THE IDEAL APPLICANT WILL ALSO HAVE SOME OR ALL OF THE FOLLOWING EXPERIENCE, EDUCATION, KNOWLEDGE, SKILLS, AND ABILITIES

• Excellent verbal and written communication skills with the ability to translate technical concepts into clear and compelling messaging for diverse audiences.
• In depth experience with conducting audits or risk assessments, implementing controls, and managing remediation efforts.
• In-depth knowledge of cybersecurity frameworks such as NIST, CIS, etc.
• Familiarity with systems and network infrastructure security technologies, including application/OS hardening techniques, network protocols, firewalls, intrusion detection systems, etc.
• Basic understanding of fundamental security and network concepts (Windows security: OS lockdown; logging and monitoring; application security; user access; perimeter protection principles, network communication rules; intrusion detection and analysis methods; etc.)
• Experienced working with the following tools, risk assessment, vulnerability management, threat modeling, network analysis tools, etc.

HOW TO APPLY

For more information about the position, to review the job description, application submission requirements, supplemental questions, inquire about benefits, or to apply for the position: CLICK HERE TO APPLY

IMPORTANT INFORMATION

• The workweek may fluctuate depending on workload or agency needs.
• Overnight travel may be required based on business needs.
• This position is not overtime eligible.

The AOC is an equal opportunity employer and does not discriminate based on gender, pregnancy, race, color, national origin, ancestry, religion, creed, physical, mental or sensory disability (actual or perceived), use of a service animal, marital status, sexual orientation, gender identity or expression, veteran or military status, age, HIV or Hepatitis C status, or any other basis protected by federal or state law.
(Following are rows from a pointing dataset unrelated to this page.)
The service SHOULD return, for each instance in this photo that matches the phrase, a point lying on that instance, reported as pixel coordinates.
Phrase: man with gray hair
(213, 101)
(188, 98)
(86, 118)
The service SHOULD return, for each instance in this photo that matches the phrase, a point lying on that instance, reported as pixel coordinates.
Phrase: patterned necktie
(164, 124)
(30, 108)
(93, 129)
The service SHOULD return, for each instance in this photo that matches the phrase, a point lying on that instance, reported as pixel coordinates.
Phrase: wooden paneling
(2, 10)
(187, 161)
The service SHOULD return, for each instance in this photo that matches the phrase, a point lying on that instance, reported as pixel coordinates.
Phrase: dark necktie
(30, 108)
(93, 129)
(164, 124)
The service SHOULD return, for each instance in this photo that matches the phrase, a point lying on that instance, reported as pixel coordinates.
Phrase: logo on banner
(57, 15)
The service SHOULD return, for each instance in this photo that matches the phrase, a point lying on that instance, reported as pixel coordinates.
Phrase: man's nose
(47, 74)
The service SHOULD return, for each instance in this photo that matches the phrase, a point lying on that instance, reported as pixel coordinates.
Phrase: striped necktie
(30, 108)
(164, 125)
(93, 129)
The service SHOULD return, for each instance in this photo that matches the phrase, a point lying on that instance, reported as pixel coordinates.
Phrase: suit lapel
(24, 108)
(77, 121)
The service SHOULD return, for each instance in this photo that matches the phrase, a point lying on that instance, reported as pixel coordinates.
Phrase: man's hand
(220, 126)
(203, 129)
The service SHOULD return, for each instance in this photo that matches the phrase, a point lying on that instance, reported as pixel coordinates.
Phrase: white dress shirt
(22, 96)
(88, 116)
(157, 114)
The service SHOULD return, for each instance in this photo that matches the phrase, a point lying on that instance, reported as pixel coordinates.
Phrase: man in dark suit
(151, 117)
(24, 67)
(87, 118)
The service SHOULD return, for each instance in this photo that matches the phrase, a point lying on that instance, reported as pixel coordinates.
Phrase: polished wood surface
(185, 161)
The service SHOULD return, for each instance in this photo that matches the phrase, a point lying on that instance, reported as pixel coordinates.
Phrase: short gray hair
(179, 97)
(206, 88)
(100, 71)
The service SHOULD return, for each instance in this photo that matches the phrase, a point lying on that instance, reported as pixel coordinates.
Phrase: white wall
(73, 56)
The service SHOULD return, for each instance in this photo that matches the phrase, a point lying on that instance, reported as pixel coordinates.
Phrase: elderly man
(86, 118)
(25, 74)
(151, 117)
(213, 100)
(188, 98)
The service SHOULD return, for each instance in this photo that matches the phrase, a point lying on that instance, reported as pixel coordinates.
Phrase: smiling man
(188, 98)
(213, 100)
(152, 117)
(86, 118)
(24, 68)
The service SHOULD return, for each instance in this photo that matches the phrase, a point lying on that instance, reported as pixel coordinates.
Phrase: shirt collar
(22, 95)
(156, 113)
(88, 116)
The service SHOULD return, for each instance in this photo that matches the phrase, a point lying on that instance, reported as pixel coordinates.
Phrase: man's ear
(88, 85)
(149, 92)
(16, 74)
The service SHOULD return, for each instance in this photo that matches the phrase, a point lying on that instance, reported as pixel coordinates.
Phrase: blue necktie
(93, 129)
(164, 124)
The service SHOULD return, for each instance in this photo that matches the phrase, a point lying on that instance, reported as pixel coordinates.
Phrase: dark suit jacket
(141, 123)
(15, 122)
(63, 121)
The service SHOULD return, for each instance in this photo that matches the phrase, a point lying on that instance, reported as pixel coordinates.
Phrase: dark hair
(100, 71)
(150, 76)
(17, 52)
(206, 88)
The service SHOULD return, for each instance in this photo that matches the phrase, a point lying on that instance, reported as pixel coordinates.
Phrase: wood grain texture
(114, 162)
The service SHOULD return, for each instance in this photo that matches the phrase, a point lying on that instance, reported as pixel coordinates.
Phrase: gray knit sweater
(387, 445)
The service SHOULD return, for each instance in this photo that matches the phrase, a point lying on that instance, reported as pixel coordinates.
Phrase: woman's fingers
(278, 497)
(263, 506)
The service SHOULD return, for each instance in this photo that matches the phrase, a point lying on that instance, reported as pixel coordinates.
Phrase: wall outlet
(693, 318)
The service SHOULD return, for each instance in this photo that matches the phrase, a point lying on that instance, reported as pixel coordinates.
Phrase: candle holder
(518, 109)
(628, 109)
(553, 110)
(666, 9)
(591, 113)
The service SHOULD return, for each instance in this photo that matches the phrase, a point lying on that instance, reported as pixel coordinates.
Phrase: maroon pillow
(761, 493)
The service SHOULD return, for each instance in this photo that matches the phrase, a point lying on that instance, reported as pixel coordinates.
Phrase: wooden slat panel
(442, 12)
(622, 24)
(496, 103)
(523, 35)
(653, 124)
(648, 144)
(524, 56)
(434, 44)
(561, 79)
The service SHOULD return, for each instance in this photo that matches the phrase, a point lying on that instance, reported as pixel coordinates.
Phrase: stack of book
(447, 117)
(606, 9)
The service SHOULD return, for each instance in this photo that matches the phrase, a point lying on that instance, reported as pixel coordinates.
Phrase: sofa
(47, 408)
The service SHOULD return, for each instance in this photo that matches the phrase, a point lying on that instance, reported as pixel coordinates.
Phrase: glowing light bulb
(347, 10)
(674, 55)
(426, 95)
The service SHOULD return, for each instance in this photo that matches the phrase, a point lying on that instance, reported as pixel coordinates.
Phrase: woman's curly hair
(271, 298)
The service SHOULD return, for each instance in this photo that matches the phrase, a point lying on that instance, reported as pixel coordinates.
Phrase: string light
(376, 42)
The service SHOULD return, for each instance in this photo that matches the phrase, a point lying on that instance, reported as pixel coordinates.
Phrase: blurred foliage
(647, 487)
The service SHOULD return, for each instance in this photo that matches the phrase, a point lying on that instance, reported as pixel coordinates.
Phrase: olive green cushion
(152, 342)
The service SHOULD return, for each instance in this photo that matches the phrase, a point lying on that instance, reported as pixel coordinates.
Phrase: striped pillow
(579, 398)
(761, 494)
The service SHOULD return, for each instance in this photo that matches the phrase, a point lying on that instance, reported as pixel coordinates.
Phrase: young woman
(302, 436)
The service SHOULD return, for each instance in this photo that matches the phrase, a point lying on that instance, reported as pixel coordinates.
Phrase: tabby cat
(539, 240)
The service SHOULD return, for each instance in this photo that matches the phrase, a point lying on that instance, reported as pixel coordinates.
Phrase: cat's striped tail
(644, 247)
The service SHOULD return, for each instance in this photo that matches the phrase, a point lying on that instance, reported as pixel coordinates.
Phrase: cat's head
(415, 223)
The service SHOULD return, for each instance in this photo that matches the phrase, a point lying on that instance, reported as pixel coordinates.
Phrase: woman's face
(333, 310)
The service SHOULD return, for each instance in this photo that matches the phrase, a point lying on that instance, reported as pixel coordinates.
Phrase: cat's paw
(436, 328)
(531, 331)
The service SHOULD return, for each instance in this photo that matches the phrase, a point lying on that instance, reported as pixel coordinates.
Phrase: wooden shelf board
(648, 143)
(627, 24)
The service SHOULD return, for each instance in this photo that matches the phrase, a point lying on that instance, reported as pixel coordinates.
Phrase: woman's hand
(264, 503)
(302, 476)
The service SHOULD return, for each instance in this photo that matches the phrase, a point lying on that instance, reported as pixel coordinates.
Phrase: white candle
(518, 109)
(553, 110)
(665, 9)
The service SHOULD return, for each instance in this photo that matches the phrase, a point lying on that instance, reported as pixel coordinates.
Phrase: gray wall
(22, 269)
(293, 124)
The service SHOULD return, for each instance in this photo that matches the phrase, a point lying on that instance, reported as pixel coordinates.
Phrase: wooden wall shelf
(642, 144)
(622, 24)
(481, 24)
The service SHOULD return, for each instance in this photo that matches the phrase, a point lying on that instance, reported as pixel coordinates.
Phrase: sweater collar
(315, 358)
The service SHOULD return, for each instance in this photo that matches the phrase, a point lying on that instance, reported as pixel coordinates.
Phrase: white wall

Persons of disability needing assistance in the application process, or those needing this announcement in an alternative format, please contact the AOC Human Resource Office, at (360) 704-4143, or fax (360) 586-4409, or via email to Recruitment@courts.wa.gov.

Candidates who are offered a job with AOC must possess work authorization that does not require sponsorship by the employer for a visa now or in the future.

AOC complies with the employment eligibility verification requirements of the federal government eligibility verification form I-9. The selected candidate must be able to provide proof of identify and eligibility to work in the United States consistent with the requirements for that form.

AOC does not use E-verify; therefore we are not eligible to extend STEM-Optional Practice Training (OPT). For information, visit www.uscis.gov

Persons legally authorized to work in the U.S. under federal law, including Deferred Action for Childhood Arrivals recipients, are eligible for employment unless prohibited by other state or federal law.

SPECIAL NOTE

Before a new hire, a background check, including criminal history, will be conducted. Information from the background check will not necessarily preclude employment but will be considered in determining the applicant's suitability and competence to perform in the job.